Well, there are 2 caveats that I can think of:
- This is a generic code; it would be overkill to reimplement neopixel for every MCU type.
- Klipper is 3d printer firmware, not the LED driver firmware

So, ultimately, someone can hack their MCU to offload work to some HW controller. That would ultimately “fix” the problem.
But every time I do think about it, and try to argue with myself. The argument is like:
“Let’s mess with architecture and add complexity, so on a 3d printer, the long neopixel string would work better!”
It sounds a bit off to me.
I can imagine how important or useful they could be. I did see the examples like:
Where it is used to indicate machines on the farm.
The generic fix that I could imagine without fancy HW accelerators:
Extend the irq_poll(), so we can disable IRQs in the time-sensitive section (I would imagine that we do have ~5us 1 bit width, and probably 40us pause between bits). Then we can call irq_poll() inside the busy wait loop, 1 timer per cycle. That would generally decrease the likelihood of timeouts and increase overall throughput, I think (as long as irq_poll() < 5us).
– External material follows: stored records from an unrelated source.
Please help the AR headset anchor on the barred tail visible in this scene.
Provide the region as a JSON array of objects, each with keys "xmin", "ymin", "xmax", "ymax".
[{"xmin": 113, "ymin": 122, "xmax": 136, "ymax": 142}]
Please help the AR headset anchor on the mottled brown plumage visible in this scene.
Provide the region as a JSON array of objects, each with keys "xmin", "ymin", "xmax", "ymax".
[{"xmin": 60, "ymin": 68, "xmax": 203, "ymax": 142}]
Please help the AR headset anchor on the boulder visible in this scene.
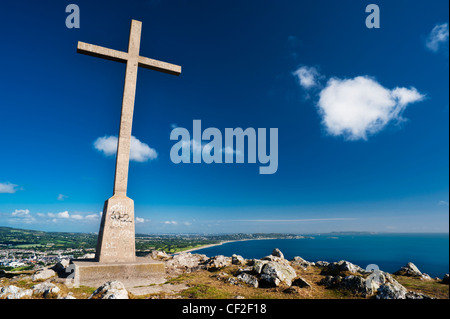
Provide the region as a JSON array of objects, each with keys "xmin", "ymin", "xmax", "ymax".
[
  {"xmin": 291, "ymin": 256, "xmax": 315, "ymax": 270},
  {"xmin": 0, "ymin": 285, "xmax": 33, "ymax": 299},
  {"xmin": 236, "ymin": 273, "xmax": 259, "ymax": 288},
  {"xmin": 32, "ymin": 268, "xmax": 57, "ymax": 281},
  {"xmin": 315, "ymin": 261, "xmax": 330, "ymax": 268},
  {"xmin": 376, "ymin": 283, "xmax": 408, "ymax": 299},
  {"xmin": 272, "ymin": 248, "xmax": 284, "ymax": 259},
  {"xmin": 232, "ymin": 254, "xmax": 245, "ymax": 265},
  {"xmin": 151, "ymin": 250, "xmax": 170, "ymax": 260},
  {"xmin": 292, "ymin": 277, "xmax": 312, "ymax": 288},
  {"xmin": 205, "ymin": 255, "xmax": 232, "ymax": 270},
  {"xmin": 260, "ymin": 261, "xmax": 296, "ymax": 287},
  {"xmin": 166, "ymin": 253, "xmax": 208, "ymax": 272},
  {"xmin": 252, "ymin": 259, "xmax": 269, "ymax": 274},
  {"xmin": 324, "ymin": 260, "xmax": 365, "ymax": 275},
  {"xmin": 405, "ymin": 291, "xmax": 433, "ymax": 299},
  {"xmin": 394, "ymin": 262, "xmax": 422, "ymax": 277},
  {"xmin": 32, "ymin": 283, "xmax": 60, "ymax": 298},
  {"xmin": 89, "ymin": 281, "xmax": 129, "ymax": 299}
]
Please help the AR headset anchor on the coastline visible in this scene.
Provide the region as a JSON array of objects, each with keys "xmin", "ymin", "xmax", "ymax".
[{"xmin": 176, "ymin": 238, "xmax": 276, "ymax": 255}]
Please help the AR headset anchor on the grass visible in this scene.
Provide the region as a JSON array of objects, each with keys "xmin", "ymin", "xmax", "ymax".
[{"xmin": 394, "ymin": 275, "xmax": 449, "ymax": 299}]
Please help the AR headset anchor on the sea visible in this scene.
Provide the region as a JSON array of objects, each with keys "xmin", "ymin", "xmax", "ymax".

Similar idea, but in a different way, signal to the timer dispatch that we need control back for a short period of time before time t.
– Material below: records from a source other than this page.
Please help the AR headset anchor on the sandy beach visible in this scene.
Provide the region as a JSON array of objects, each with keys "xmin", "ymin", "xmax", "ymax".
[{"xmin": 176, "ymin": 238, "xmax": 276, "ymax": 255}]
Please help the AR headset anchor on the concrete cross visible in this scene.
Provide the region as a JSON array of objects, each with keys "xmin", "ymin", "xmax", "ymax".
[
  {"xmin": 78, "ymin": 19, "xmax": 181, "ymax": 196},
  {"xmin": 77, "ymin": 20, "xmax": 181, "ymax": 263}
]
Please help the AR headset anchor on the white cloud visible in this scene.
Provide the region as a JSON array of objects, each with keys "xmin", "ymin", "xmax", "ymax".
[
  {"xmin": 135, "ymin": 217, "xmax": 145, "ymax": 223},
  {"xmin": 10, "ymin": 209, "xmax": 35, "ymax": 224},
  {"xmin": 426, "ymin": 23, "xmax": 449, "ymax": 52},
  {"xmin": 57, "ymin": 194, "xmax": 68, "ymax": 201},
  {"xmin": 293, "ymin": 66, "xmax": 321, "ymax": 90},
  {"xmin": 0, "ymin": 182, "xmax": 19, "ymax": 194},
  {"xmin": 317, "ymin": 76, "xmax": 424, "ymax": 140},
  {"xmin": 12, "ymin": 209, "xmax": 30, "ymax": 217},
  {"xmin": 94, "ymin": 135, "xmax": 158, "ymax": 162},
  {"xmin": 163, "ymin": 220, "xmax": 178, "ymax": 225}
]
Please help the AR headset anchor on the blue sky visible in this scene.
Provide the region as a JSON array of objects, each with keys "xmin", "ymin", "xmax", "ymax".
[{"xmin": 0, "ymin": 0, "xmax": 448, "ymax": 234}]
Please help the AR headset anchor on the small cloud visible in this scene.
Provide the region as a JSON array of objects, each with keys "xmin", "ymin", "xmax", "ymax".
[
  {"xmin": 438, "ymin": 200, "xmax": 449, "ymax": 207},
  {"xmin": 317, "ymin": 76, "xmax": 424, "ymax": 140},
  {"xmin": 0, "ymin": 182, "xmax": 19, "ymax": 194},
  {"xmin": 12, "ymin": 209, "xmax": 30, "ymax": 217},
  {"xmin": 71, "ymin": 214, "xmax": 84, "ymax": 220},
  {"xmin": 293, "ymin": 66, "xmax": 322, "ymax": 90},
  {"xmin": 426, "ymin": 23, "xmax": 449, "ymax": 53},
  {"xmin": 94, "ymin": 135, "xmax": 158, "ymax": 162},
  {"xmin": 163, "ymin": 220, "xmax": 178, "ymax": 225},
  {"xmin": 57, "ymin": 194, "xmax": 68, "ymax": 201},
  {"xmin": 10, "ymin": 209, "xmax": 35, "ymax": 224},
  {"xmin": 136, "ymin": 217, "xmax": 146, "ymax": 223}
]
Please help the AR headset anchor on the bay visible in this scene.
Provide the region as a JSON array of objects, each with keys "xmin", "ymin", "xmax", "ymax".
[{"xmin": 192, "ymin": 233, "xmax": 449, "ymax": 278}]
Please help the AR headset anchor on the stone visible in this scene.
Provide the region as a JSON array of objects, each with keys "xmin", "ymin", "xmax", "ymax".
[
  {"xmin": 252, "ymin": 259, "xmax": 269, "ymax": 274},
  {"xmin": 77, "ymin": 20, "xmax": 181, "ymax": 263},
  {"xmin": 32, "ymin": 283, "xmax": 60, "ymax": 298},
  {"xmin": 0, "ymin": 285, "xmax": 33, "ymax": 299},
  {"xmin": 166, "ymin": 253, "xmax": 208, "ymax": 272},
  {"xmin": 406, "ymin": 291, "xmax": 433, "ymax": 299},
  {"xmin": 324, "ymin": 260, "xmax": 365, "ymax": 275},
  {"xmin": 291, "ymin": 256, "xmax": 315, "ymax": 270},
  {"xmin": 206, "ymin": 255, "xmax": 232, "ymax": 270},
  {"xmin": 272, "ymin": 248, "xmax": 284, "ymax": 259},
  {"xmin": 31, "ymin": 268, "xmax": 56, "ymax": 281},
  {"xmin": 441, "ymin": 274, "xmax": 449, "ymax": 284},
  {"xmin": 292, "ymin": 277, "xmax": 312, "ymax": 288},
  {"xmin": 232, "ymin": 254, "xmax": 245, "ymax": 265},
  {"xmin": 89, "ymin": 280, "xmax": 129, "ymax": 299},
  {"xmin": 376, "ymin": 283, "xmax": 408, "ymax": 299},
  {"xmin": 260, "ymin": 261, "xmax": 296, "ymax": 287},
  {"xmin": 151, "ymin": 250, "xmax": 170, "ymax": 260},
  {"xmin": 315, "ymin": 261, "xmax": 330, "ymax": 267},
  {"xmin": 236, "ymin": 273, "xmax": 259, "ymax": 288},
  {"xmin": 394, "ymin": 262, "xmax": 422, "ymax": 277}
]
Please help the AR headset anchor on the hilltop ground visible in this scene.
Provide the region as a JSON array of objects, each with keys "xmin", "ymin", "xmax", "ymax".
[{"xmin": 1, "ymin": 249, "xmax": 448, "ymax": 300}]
Or even more generic probably, there should be a way to tune the:
#define TIMER_MIN_TRY_TICKS timer_from_us(2), so it would not be a constant, but the sum of time needed to exit the timer code + interrupt + reenter.
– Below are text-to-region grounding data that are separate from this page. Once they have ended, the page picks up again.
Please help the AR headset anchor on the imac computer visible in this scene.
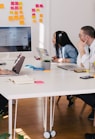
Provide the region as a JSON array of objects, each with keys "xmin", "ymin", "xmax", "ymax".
[{"xmin": 0, "ymin": 26, "xmax": 31, "ymax": 60}]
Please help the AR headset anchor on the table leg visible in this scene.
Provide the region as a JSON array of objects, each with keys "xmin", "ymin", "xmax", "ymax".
[
  {"xmin": 43, "ymin": 97, "xmax": 56, "ymax": 139},
  {"xmin": 49, "ymin": 97, "xmax": 56, "ymax": 138},
  {"xmin": 8, "ymin": 99, "xmax": 12, "ymax": 139},
  {"xmin": 13, "ymin": 99, "xmax": 18, "ymax": 139}
]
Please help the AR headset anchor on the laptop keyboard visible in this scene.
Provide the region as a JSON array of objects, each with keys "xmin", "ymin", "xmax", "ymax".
[{"xmin": 57, "ymin": 64, "xmax": 79, "ymax": 71}]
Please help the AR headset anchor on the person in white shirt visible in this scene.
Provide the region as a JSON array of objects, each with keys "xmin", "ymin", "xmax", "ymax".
[{"xmin": 76, "ymin": 26, "xmax": 95, "ymax": 120}]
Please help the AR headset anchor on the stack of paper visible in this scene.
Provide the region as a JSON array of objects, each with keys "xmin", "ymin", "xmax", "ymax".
[{"xmin": 9, "ymin": 75, "xmax": 34, "ymax": 84}]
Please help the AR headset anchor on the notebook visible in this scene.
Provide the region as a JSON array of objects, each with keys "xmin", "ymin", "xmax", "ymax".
[
  {"xmin": 57, "ymin": 64, "xmax": 86, "ymax": 72},
  {"xmin": 9, "ymin": 75, "xmax": 34, "ymax": 84},
  {"xmin": 0, "ymin": 55, "xmax": 25, "ymax": 75}
]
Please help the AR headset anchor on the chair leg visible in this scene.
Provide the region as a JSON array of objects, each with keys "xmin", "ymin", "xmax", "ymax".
[
  {"xmin": 79, "ymin": 102, "xmax": 87, "ymax": 118},
  {"xmin": 56, "ymin": 96, "xmax": 61, "ymax": 104}
]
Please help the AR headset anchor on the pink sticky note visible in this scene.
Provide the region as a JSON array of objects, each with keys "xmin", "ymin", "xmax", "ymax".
[
  {"xmin": 34, "ymin": 81, "xmax": 44, "ymax": 84},
  {"xmin": 36, "ymin": 4, "xmax": 39, "ymax": 8},
  {"xmin": 11, "ymin": 2, "xmax": 14, "ymax": 5},
  {"xmin": 40, "ymin": 4, "xmax": 44, "ymax": 8},
  {"xmin": 10, "ymin": 6, "xmax": 14, "ymax": 10},
  {"xmin": 32, "ymin": 8, "xmax": 35, "ymax": 12},
  {"xmin": 14, "ymin": 2, "xmax": 18, "ymax": 5},
  {"xmin": 15, "ymin": 6, "xmax": 18, "ymax": 10}
]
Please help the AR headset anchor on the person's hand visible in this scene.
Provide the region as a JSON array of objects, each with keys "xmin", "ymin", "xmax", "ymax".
[
  {"xmin": 77, "ymin": 40, "xmax": 86, "ymax": 57},
  {"xmin": 0, "ymin": 69, "xmax": 14, "ymax": 75},
  {"xmin": 52, "ymin": 58, "xmax": 59, "ymax": 62},
  {"xmin": 52, "ymin": 56, "xmax": 57, "ymax": 60},
  {"xmin": 52, "ymin": 58, "xmax": 63, "ymax": 63}
]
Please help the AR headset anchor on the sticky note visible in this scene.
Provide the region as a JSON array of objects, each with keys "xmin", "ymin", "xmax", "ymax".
[{"xmin": 34, "ymin": 81, "xmax": 44, "ymax": 84}]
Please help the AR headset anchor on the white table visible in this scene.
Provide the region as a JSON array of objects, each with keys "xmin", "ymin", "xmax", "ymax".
[{"xmin": 0, "ymin": 59, "xmax": 95, "ymax": 139}]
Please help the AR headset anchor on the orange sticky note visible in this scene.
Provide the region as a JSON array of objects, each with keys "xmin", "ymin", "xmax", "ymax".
[
  {"xmin": 19, "ymin": 20, "xmax": 25, "ymax": 25},
  {"xmin": 32, "ymin": 19, "xmax": 37, "ymax": 23},
  {"xmin": 0, "ymin": 4, "xmax": 4, "ymax": 8},
  {"xmin": 14, "ymin": 15, "xmax": 19, "ymax": 20},
  {"xmin": 19, "ymin": 6, "xmax": 22, "ymax": 10},
  {"xmin": 8, "ymin": 16, "xmax": 14, "ymax": 21},
  {"xmin": 14, "ymin": 11, "xmax": 18, "ymax": 15},
  {"xmin": 39, "ymin": 14, "xmax": 43, "ymax": 18},
  {"xmin": 39, "ymin": 18, "xmax": 43, "ymax": 23},
  {"xmin": 19, "ymin": 15, "xmax": 24, "ymax": 20},
  {"xmin": 19, "ymin": 11, "xmax": 23, "ymax": 14},
  {"xmin": 43, "ymin": 70, "xmax": 50, "ymax": 72}
]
If the MCU could do that in less than 2us, that would mean that the task code (neopixel in this case), would progress further more frequently and timeouts would be less lickely.
Like it is done for AVR.
I suspect it would be a bit of work to write the scheduler’s autotune or test each MCU and define a time for it.
To sum up, I’m not against changes here; they probably can be done. But I’m leery of blind use of external libraries or overcomplicating the code to simply drive LEDs.
Thanks.